Un hombre estaba de pie sobre el techo de un coche, golpeándolo con un mazo con todas sus fuerzas. Cuando la policía llegó al lugar y descubrió la razón de lo ocurrido, no pudieron contener las lágrimas.

 Un hombre estaba de pie sobre el techo de un coche, golpeándolo con un mazo con todas sus fuerzas. Cuando la policía llegó al lugar y descubrió la razón de lo ocurrido, no pudieron contener las lágrimas.

La mañana era tranquila. La vieja calle dormitaba bajo un sol perezoso, hasta que de pronto un sonido sordo y furioso rompió el silencio, como si alguien destrozara el metal con una fuerza descomunal. Los vecinos se asomaron a las ventanas, los transeúntes se detuvieron… y se quedaron inmóviles.

Sobre el techo de una furgoneta blanca, un hombre mayor golpeaba con una enorme maza. Con cada impacto, el vehículo se deformaba, convirtiéndose poco a poco en un montón de hierro retorcido. El metal gemía, el techo se hundía, los cristales caían al suelo en mil pedazos. Con cada golpe, de su pecho brotaba un grito ahogado, mezcla de dolor, desesperación y locura.

—Dios mío… ¿qué está haciendo? —susurró una vecina, temblando detrás de su ventana.

Minutos después se escucharon las sirenas. La policía llegó enseguida. Dos agentes se acercaron con cautela, subieron al estribo y lograron quitarle la maza de las manos. El hombre no opuso resistencia. Solo murmuró, con voz rota:
—Ya está… basta.

Se sentó en la acera, inclinó la cabeza y comenzó a llorar.

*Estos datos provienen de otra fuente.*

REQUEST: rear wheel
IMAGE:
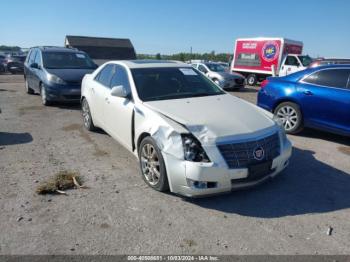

Las lágrimas surcaban su rostro cubierto de polvo, y sus manos temblaban. Cuando uno de los policías le preguntó por qué lo había hecho, su respuesta salió casi en un suspiro:
—Era el coche de mi hijo.

El silencio cayó como una losa.

Su hijo había muerto en un accidente apenas una semana antes. Aquella furgoneta era la misma en la que había perdido la vida. El hombre no podía soportar verla. Cada vez que pasaba por delante, veía la sangre seca sobre el metal, escuchaba en su mente el último chirrido de los frenos.

Y esa mañana, al amanecer, ya no pudo más. Tomó la maza y empezó a golpear, una y otra vez, hasta que el dolor se volvió silencio.

Los policías permanecieron inmóviles. Uno desvió la mirada, otro se limpió discretamente las lágrimas. Nadie vio en él a un delincuente, sino a un padre destrozado por la pérdida.

Cuando se lo llevaron, el hombre volvió la vista hacia la furgoneta destruida y susurró:
—Perdóname, hijo… no quería que siguieras sufriendo.

Y la calle volvió a sumirse en el silencio… ese tipo de silencio donde el dolor suena más fuerte que cualquier grito.